This is the implementation for [SIGSPATIAL 2025] "Unsupervised Urban Land Use Mapping with Street View Contrastive Clustering and a Geographical Prior"
Urban land use classification and mapping are critical for urban planning, resource management, and environmental monitoring. Existing remote sensing techniques often lack precision in complex urban environments due to the absence of ground-level details. Unlike aerial perspectives, street view images provide a ground-level view that captures more human and social activities relevant to land use in complex urban scenes. Existing street view-based methods primarily rely on supervised classification, which is challenged by the scarcity of high-quality labeled data and the difficulty of generalizing across diverse urban landscapes. This study introduces an unsupervised contrastive clustering model for street view images with a built-in geographical prior, to enhance clustering performance. When combined with a simple visual assignment of the clusters, our approach offers a flexible and customizable solution to land use mapping, tailored to the specific needs of urban planners. We experimentally show that our method can generate land use maps from geotagged street view image datasets of two cities. As our methodology relies on the universal spatial coherence of geospatial data (``Tobler's law''), it can be adapted to various settings where street view images are available, to enable scalable, unsupervised land use mapping and updating.
Install the dependencies:
python -m venv .venv && source .venv/bin/activate
pip install --upgrade pip
pip install -r requirements.txtThe project configuration is managed through the config/config.yaml file. All parameters for the experiments can be set within this file.

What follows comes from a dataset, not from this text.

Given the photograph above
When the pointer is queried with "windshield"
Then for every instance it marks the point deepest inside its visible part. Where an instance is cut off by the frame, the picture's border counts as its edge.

Due to Google streetview policy, only example data is provided in this repository.
- Street View Image Data: Place your Street View Image data in the
data/directory. - Training Data: The training data, which includes the geographical location of the Street View Images and their corresponding filenames, should be placed at
datasets/svi_dataset_example.csv. - Test Data: The test data, which includes land use labels and SVI filenames, should be placed at
datasets/test_dataset_example.csv.
To start training the model, run the following command:
python train.py
Once the training is completed, the trained model will be saved at the path specified by the model_path in the configuration file.
To calculate the Moran's I and plot the corresponding Land Use Map, first update the model_fp in prediction.py to point to the path of the saved model. Then, run the following command:
python prediction.py
Li, Y., Hu, P., Liu, Z., Peng, D., Zhou, J. T., & Peng, X. (2021, May). Contrastive clustering. In Proceedings of the AAAI conference on artificial intelligence (Vol. 35, No. 10, pp. 8547-8555).If you find our work useful or interesting or use our code, please cite our paper as follows
Che, L., Chen, Y., Jin, T., Raubal, M., Schindler, K., & Kiefer, P. (2025). Unsupervised Urban Land Use Mapping with Street View Contrastive Clustering and a Geographical Prior. arXiv preprint arXiv:2504.17551.